Ding sagte auch, dass er sich während der Partie sehr gut gefühlt habe und dass ihn seine gestrige Niederlage nicht so sehr beeinflusst habe. Es bleibt abzuwarten, ob er die nötige Konstanz aufbringen kann, um zum ersten Mal bei dieser WM in Führung gehen zu können. Da aber schon mehrere Kommentatoren einige Bedenken über sein Schwarzrepertoire äußerten, aber es ist sehr wahrscheinlich, dass wir noch einen sehr spannenden Kampf erleben werden.

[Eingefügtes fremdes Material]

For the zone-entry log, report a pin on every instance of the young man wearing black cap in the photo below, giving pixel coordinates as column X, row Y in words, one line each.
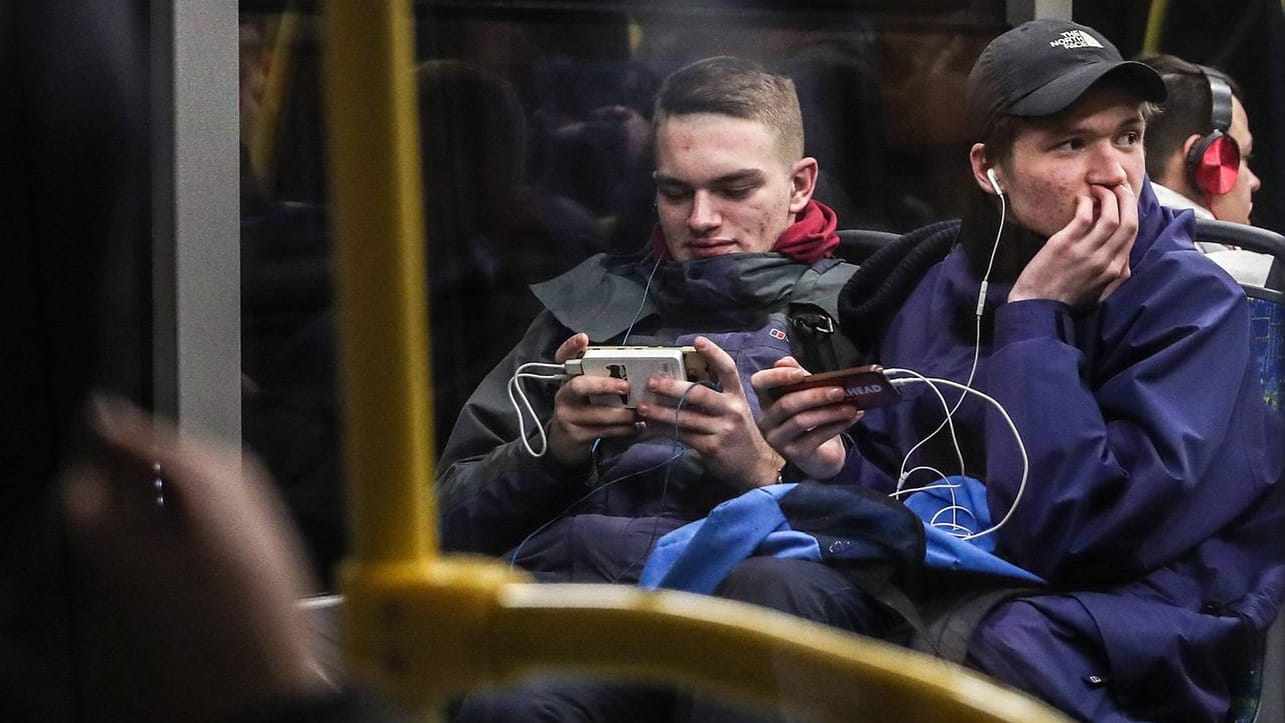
column 1150, row 506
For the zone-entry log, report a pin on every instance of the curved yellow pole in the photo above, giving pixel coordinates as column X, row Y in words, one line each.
column 377, row 215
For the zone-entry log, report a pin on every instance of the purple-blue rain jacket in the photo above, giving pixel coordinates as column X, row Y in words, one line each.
column 1153, row 502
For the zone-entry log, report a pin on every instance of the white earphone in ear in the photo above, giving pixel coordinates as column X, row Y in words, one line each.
column 995, row 184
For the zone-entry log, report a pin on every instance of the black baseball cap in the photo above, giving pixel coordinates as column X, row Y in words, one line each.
column 1042, row 67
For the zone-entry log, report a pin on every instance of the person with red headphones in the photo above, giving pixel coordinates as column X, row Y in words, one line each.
column 1198, row 150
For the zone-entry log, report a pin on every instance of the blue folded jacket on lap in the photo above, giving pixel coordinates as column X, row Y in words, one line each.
column 832, row 524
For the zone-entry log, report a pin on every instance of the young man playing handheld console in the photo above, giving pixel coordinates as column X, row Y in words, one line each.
column 1152, row 504
column 739, row 244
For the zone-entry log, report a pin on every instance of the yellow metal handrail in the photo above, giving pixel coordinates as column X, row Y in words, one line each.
column 422, row 628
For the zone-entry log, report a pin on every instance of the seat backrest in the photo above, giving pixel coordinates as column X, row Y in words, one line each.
column 1266, row 303
column 857, row 244
column 1254, row 700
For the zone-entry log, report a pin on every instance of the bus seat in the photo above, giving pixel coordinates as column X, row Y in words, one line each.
column 857, row 244
column 1262, row 695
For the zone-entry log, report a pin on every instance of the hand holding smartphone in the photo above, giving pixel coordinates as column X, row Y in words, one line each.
column 866, row 387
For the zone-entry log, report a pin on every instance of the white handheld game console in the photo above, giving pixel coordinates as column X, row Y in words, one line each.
column 638, row 365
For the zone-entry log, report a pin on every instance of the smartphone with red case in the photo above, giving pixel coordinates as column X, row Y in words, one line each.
column 862, row 385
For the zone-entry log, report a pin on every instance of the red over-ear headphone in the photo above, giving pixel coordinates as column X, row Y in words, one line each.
column 1213, row 161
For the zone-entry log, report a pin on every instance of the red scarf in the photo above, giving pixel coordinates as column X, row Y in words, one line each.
column 810, row 239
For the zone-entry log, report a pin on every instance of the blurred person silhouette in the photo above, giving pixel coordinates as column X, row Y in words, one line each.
column 1198, row 152
column 591, row 134
column 490, row 234
column 112, row 606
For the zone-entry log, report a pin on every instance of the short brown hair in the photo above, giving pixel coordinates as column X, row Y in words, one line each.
column 736, row 87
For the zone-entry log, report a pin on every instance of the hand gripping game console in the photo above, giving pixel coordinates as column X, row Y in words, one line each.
column 638, row 365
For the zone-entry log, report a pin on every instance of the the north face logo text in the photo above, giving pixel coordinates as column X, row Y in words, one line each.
column 1076, row 39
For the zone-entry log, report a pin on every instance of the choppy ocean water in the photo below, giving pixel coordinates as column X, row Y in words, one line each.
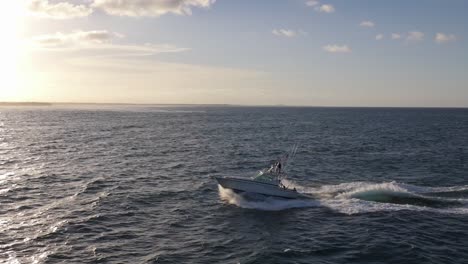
column 123, row 184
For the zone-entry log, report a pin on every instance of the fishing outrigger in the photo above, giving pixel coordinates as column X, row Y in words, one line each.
column 266, row 182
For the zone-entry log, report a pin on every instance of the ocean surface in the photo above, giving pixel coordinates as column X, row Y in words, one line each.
column 134, row 184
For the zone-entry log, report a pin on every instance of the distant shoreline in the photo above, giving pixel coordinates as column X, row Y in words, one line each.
column 222, row 105
column 25, row 104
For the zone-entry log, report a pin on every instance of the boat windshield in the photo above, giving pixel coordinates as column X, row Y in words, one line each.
column 276, row 171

Nepomniachtchi holds his face during the press conference
Pressekonferenzen nach einer Niederlage machen sichtlich keinen Spaß. Foto: Maria Emelianova/Chess.com.

Nepomniachtchi war nach seiner Niederlage verständlicherweise verärgert und verwies wiederholt mit harscher Selbstkritik auf seine schlechten Züge während der gesamten Partie. Auf die Frage, ob ein gewisses Maß an Selbstüberschätzung zu seiner Niederlage beigetragen hat, wies er diese Vermutung zurück und sagte: "Die Anspannung ist groß und manchmal kann man einfach nicht sein Bestes geben."

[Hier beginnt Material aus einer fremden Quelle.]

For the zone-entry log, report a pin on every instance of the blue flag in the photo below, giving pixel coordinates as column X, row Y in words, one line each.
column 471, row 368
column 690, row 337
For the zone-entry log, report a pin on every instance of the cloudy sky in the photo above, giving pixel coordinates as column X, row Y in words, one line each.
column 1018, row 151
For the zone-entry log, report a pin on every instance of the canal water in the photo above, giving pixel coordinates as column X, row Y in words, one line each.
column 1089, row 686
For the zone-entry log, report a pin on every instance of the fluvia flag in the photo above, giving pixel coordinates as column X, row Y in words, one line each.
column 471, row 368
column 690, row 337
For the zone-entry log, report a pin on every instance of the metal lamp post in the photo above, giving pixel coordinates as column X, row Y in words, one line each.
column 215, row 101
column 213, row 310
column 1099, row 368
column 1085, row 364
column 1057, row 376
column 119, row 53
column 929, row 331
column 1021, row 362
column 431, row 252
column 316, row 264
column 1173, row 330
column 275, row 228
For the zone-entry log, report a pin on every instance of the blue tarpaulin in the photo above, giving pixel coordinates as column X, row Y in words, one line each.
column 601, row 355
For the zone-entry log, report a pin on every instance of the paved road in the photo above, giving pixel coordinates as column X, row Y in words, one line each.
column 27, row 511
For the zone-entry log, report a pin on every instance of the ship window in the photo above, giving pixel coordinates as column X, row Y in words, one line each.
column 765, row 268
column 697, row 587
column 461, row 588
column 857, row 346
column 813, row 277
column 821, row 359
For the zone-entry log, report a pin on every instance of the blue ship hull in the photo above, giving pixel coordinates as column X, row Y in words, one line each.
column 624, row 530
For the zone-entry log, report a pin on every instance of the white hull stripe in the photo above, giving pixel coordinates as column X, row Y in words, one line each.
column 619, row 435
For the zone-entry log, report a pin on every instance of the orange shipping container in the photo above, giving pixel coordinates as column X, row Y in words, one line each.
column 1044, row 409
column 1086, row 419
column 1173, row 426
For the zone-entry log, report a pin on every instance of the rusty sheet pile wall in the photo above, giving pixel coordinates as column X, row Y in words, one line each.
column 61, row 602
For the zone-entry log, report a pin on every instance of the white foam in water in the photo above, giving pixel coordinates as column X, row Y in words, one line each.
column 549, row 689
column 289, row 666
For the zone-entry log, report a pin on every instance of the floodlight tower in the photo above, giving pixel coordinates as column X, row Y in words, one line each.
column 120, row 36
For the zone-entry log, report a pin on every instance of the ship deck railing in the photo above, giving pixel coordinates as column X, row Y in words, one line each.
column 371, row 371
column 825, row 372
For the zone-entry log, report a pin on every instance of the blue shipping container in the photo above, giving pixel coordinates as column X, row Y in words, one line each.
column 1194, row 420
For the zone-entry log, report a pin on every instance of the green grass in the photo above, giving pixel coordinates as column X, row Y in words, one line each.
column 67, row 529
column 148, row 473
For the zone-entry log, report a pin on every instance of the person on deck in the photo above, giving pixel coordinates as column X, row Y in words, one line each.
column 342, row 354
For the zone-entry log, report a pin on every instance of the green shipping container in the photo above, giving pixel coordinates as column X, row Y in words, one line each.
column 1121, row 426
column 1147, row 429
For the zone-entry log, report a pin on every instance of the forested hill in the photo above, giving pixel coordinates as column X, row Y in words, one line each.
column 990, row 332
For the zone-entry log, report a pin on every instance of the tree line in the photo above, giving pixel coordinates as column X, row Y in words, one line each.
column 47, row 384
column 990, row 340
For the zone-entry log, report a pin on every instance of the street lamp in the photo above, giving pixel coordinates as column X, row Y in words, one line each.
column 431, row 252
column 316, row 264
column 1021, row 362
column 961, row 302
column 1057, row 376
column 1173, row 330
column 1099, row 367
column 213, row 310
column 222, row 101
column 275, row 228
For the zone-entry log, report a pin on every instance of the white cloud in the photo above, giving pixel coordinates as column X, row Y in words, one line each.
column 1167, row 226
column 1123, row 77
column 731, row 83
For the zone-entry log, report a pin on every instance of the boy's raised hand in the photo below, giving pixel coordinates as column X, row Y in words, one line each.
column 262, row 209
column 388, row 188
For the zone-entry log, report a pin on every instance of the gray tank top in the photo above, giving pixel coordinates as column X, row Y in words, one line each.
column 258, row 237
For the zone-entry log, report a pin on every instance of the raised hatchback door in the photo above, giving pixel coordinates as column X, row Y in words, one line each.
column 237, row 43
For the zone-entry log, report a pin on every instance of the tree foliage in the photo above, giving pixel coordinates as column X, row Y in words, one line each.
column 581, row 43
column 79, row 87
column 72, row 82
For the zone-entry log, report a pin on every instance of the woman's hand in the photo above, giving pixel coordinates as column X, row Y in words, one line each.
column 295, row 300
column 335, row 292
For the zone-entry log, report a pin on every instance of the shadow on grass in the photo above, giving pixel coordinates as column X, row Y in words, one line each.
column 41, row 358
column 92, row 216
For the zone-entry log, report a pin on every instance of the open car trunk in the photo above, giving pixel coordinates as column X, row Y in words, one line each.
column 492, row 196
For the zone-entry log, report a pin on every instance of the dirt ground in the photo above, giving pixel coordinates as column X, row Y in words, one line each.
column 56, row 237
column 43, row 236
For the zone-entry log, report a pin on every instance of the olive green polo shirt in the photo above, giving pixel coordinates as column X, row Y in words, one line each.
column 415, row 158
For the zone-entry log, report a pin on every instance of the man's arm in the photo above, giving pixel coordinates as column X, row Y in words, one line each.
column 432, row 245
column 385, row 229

Nepomniachtchi hat in diesem Match bereits einmal bewiesen, dass er sich von einer Niederlage erholen kann und er hat auch mehr WM-Erfahrung als sein Gegner. Er hat jetzt einen Ruhetag, um sich zu erholen und wir werden bald wissen, ob die sechste Partie als Wendepunkt dieser WM in die Geschichtsbücher eingehen wird.

Der aktuelle Spielstand

Name Elo 01 02 03 04 05 06 07 08 09 10 11 12 13 14 Punkte
Ding Liren 2788 ½ 0 ½ 1 0 1 . . . . . . . . 3
Ian Nepomniachtchi 2795 ½ 1 ½ 0 1 0 . . . . . . . . 3

Die FIDE-Weltmeisterschaft 2023 ist das wichtigste Schach-Event des Jahres und entscheidet, wer der nächste Weltmeister wird. Ian Nepomniachtchi und Ding Liren spielen ein Match, um zu entscheiden, wer Carlsens Thron übernimmt, nachdem der aktuelle Weltmeister seinen Titel niedergelegt hat. Das Match ist mit 2 Millionen Euro dotiert und wird über 14 klassische Partien gespielt. Der erste Spieler, der 7.5 Punkte erzielt, gewinnt.